The guy -- very tall with a mess of unruly brown hair, a thin face, and eyes that are regarding David like some pathetic sort of roadkill -- has an umbrella. This umbrella is currently being held over David’s head, shielding him from the downpour.
David gives an unattractive hiccup. Rather than gratitude, the first words out of his mouth are, “What's the point? I'm soaked anyway.”
“No kidding,” says the guy. “You look like a drowned rat. What're you doing out here?”
“What's it look like?” David swipes ineffectually at his face. “I'm crying.”

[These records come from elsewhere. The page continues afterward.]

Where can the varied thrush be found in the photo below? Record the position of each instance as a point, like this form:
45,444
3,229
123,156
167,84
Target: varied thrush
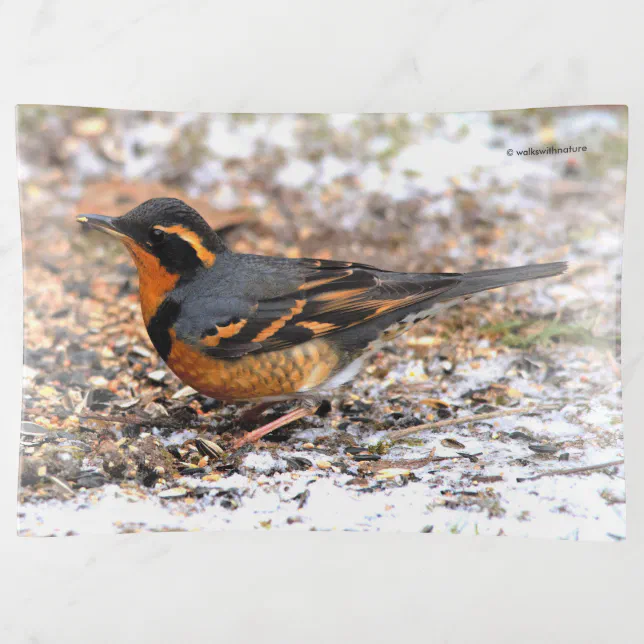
242,327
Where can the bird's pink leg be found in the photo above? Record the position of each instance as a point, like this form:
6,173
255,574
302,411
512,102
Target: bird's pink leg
255,435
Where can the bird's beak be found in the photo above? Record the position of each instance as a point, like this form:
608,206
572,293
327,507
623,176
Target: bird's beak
101,222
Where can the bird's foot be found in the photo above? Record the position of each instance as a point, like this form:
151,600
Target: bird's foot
302,410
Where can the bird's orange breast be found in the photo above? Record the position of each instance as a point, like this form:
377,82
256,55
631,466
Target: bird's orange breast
263,375
155,282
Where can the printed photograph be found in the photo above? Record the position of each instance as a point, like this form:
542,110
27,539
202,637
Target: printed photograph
337,322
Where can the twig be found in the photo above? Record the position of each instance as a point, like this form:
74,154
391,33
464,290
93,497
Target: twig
62,485
165,422
574,470
401,433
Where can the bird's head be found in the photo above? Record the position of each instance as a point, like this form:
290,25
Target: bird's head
163,234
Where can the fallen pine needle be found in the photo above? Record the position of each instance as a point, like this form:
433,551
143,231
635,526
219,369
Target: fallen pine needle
573,470
401,433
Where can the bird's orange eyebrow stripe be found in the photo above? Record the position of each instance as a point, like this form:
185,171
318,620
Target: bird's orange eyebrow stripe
207,258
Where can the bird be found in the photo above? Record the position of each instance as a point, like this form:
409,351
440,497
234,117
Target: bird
262,329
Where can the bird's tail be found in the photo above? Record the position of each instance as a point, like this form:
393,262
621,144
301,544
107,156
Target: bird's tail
498,277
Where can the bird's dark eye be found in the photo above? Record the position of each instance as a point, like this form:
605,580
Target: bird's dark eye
156,236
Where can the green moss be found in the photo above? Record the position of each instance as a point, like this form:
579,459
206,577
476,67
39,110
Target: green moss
516,334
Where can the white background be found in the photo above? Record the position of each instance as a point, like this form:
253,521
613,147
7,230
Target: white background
319,56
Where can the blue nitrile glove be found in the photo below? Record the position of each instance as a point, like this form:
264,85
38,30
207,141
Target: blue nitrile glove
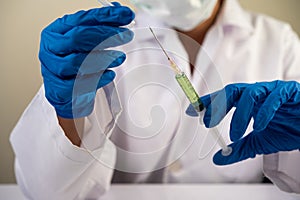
275,108
75,59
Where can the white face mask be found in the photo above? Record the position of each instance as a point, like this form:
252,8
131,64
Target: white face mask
181,14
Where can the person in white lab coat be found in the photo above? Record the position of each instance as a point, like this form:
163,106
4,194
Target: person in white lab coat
152,140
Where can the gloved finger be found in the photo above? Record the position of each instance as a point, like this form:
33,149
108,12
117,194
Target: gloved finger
70,65
279,96
110,16
85,39
247,147
244,109
222,103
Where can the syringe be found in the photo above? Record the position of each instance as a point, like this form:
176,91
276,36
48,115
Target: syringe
193,97
108,3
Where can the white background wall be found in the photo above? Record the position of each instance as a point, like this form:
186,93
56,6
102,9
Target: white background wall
20,26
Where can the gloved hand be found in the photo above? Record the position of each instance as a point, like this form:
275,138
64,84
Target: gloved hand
275,108
75,59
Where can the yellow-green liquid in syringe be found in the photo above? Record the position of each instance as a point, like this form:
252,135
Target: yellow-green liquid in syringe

“No shit. Why are you crying?”
David doesn't feel like humoring this stranger. He's admittedly kind, but this is none of his business. “My girlfriend just broke up with me. She says I'm annoying,” David tells the guy -- then, as an afterthought, “I think I might be gay.”
“Damn,” says the guy. “You're having a worse day than me.”
“What happened to you?”
“I hate the goddamn rain.”
The stranger's umbrella is not large, and David notes with guilt that water is beginning to creep in at the outer edges. The guy is steadily growing damper the longer he stands here. He runs a hand through his hair, flipping soaked bangs out of his eyes, and frowns down at David. “You gonna stay there all night long?”
David sniffs, finally starting to feel embarrassed (this comes with the realization that the stranger is very attractive, especially when soaking wet and looking baffled). “Would that be pathetic?”
“Fuck yeah. Get up, man.”
The guy offers a hand, and David takes it with the proper amount of sheepishness. He is conscious of his swollen eyes and bedraggled curls, knowing that he must look like a wreck. As he pulls himself to his feet, however, his jaw drops in shock. Even dripping with rain, it is impossible to ignore the fact that his savior is even more gorgeous up close.
“I'm David,” he blurts out. “David Webster.”
“Joe Liebgott,” the guy says, shaking the hand that David has yet to let go of. “I gotta say, Web, this is the weirdest way I've ever met someone.”
“W- would you like to?” David’s tongue, apparently, has not yet recovered from its post-breakup trauma. Neither has the rest of David, if he's being honest -- but if Joe is a rebound, he's the most attractive rebound David’s ever met, and he gave him an umbrella. “Meet me, I mean?” he clarifies sheepishly. “Like. For drinks or something. Or we could do that now. Whatever.”
Drinks or something. He's a writer, for pete’s sake.
Joe blinks, not having expected the offer but not looking displeased. He raises an eyebrow as David hastily swipes hair away from his forehead, trying to look even a little bit less of a hot mess. “You askin’ me out, Lover Boy? You just lost your girl.”
“According to her, I need to find my identity,” David replies, taking a deep breath. “Meeting you seems like a great place to start.”
He has no clue why, but somehow this answer makes Joe grin -- wide, amused, a little dangerous. “Well, Web,” he replies, shifting the umbrella just enough that it shields both of them from the rain. “Where d’you wanna go?”